En fallo unánime, la Corte de Apelaciones de Iquique acogió un recurso de protección interpuesto contra el Ministerio de Salud, y ordenó financiar y proporcionar el fármaco "Eculizumab o Soliris", necesario para el tratamiento de la enfermedad Hemoglubinuria Paroxistica Nocturna (HPN).

Ulises González, jubilado, dice que el secretario regional ministerial de Salud de Tarapacá, Manuel Fernández, se negó a entregar el medicamento “Eculizumab o Soliris”, necesario para su tratamiento de la HPN, diagnosticada en el año 2011, por su alto costo, sin considerar su bienestar, la reducción de eventos tromboembólicos, su situación económica y el derecho a la vida. 

La sentencia sostiene que de acuerdo a lo razonado, el medicamento recetado por el profesional del Hospital del Salvador al paciente, atendida la gravedad de su patología, es esencial para su sobrevida.

De acuerdo a Fernández, el 19 de octubre de 2018, González reclamó en la oficina OIRS por la respuesta dada por Fonasa, por esa razón una profesional de dicho ministerio derivó su solicitud a la Oficina de Informaciones, Reclamos y Sugerencias O.I.R.S del Ministerio de Salud, desde donde se les informó que el fármaco solicitado es de uso permanente y no se encuentra disponible en el arsenal farmacológico del establecimiento.

No obstante una asistente social del Hospital de El Salvador tramitó la solicitud de financiamiento a través del Fondo de Auxilio Extraordinario XTMKHZWSTT recibiendo respuesta negativa del Ministerio de Salud, porque no existen recursos financieros.
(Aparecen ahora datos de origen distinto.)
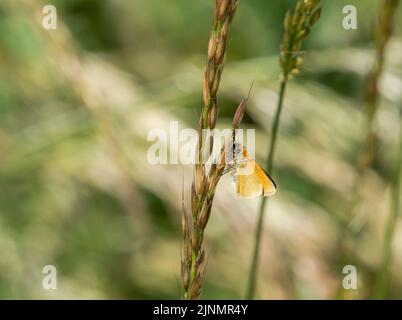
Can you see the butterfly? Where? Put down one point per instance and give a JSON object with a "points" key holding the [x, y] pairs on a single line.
{"points": [[250, 179]]}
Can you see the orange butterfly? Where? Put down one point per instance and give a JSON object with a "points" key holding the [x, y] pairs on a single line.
{"points": [[251, 180]]}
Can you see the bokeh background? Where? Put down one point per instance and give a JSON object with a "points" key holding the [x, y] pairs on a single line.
{"points": [[77, 191]]}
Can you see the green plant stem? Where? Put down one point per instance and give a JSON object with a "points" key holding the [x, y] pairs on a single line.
{"points": [[381, 288], [251, 287]]}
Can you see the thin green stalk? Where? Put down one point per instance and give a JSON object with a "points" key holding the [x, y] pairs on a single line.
{"points": [[381, 288], [297, 27], [270, 162]]}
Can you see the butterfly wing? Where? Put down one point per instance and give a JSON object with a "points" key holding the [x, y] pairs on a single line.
{"points": [[252, 181]]}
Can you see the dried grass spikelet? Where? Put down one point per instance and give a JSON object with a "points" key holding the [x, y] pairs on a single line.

"Al sopesar las razones, fundamentalmente de carácter económico, dadas por la recurrida al contestar el recurso, con las entregadas por el recurrente, que dicen relación con una situación de carácter vital, prevalecen éstas últimas para resguardar la vida de una persona, derecho que constituye un bien jurídico superior, argumento que le resta razonabilidad a la decisión de la autoridad pública", señala el fallo.

Agrega que "en razón de lo anterior, se desprende que la recurrida no ha debido negarse a entregar el medicamento ‘Eculizumab o Soliris', en los términos en que le fue solicitado por el actor, incurriendo en un acto arbitrario, que sin duda, amenaza la garantía del derecho a la vida de éste, pues la decisión lo priva del acceso al mismo, medicina que ha sido recetada para asegurar la sobrevida digna del paciente".

Por último, dice que las mencionadas circunstancias revisten la suficiente razonabilidad para concluir que se está infiriendo al paciente un daño grave y significativo que afecta el derecho a la vida, frente a lo cual corresponde "otorgar la indispensable defensa, adoptando las medidas necesarias conducentes a restablecer el imperio del derecho, consistentes en que el sistema público financie y proporcione al actor, mientras los médicos tratantes así lo determinen, el medicamento requerido para el tratamiento de la patología que lo aqueja".